Das galt auch für das Chorische. Gewiß, mit der (begründbaren) Wahl eines Knabenchores entschied man sich bewusst für ein spezifisches Klangbild und – zum Beispiel – gegen erweiterte Möglichkeiten einer gemischten Besetzung. Was nicht hieß, dass dem in beachtlicher Sängerzahl angetretenen Halleschen Stadtsingechor irgendwelche Potenzen für die vielfältigen Choraufgaben des Hiob gefehlt hätten. Letzter scheinen zwischen Choral, liedhaftem, auch strophischem Satz, lyrischem Pastoralton, getragener, dunkel-besinnlichen Atmosphäre, kontrastloser polyphoner Struktur hin bis zur strengen Fuge und festlich-strahlender Pathetik nur auf den ersten Blick relativ einfach mach– und überschaubar, wollen aber auch erst einmal souverän und überzeugend gelöst sein. Im Bereich dieser eher epischen Funktion und Anlage – der große Philipp Spitta, 1894, und nach ihm Karl Anton,1912, sprachen von einem „balladischen Oratorium“ - ließen sich in der ansonsten tadellosen Interpretation des Stadtsingechores noch die eine oder andere Reserve erkennen.
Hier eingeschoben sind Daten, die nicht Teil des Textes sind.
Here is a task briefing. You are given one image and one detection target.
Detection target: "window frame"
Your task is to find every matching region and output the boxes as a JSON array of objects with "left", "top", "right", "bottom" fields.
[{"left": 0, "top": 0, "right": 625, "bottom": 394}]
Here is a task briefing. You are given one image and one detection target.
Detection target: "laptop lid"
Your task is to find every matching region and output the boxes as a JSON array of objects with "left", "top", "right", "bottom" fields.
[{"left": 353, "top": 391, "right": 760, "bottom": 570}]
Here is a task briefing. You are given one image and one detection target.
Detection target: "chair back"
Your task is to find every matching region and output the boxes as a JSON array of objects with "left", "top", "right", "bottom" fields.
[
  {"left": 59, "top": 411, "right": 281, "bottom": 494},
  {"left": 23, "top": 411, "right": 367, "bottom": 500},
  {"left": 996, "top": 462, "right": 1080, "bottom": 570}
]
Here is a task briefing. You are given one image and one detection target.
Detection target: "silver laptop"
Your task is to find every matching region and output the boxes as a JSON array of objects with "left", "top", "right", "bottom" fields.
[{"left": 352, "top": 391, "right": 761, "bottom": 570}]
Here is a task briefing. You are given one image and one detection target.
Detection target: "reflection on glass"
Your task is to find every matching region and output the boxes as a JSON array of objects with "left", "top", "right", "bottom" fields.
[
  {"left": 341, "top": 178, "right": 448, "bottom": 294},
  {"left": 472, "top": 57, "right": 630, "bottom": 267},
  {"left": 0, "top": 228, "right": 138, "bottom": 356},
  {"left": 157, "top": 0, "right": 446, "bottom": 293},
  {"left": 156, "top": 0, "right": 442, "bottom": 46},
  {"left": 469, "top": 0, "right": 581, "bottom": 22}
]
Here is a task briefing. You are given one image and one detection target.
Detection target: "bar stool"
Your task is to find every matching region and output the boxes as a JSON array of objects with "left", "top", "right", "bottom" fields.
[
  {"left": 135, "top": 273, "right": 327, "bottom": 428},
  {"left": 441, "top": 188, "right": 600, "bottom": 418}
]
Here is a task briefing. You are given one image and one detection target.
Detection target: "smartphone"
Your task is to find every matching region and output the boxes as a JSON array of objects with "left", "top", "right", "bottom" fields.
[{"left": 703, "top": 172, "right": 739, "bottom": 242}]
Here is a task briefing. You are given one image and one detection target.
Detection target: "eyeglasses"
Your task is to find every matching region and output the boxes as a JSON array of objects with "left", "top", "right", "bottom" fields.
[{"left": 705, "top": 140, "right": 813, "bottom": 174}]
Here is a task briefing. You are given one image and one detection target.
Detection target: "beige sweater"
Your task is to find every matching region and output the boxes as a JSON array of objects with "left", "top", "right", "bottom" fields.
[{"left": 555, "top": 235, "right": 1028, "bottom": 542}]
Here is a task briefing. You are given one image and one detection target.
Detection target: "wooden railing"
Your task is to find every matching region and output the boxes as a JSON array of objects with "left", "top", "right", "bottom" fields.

Instrumental bedeutete der Hiob für die Staatskapelle Halle kein Problem. Loewes Orchestersatz meidet Komplizierungen, verteilt Klangballungen ebenso sparsam wie den Einsatz von Bläsern und widmet vor allem den Streichern entscheidende Aufgaben in Arien und Rezitativen (Ariosi). Eine (nur scheinbar „harmlose“) Begleiterrolle ist ebenso beabsichtigt, wie das an wichtien Punkten gestalterisch bewusst eigenständige Heraustreten aus bloßer Stimmungsfunktion. Gleichwohl fordert es gerade auch hier das ambitionierte Spiel samt Gespür für dem Text angemessene Klangsensibilität, -charakteristik und -vielfalt, für eine so unspektakulär scheinende wie tatsächlich wichtige Gestaltung des nicht immer gleich offensichtlich Bedeutsamen. Diesbezüglich lag Loewes Anliegen bei Halles Saatskapelle in den besten Händen.
Geiches galt für den „Chef“ am Pult. Clemens Flämig, erfahrena als Sänger, Organist und Dirigent, hatte keine Mühe, der (dem Original angenäherten) Partitur Loewes pulsierendes Leben zu vereihen. Dies sehr souverän, sichtlich sachkompetent und gestalterisch geprägt von jener inspirierenden Ausdrucks-kraft, die den ja auch im Wortsinne „historisch“ geprägten Aufführungsabend zu einem nachhaltigen Erlebnis werden ließ. Schön, sagen zu können, man sei dabei gewesen!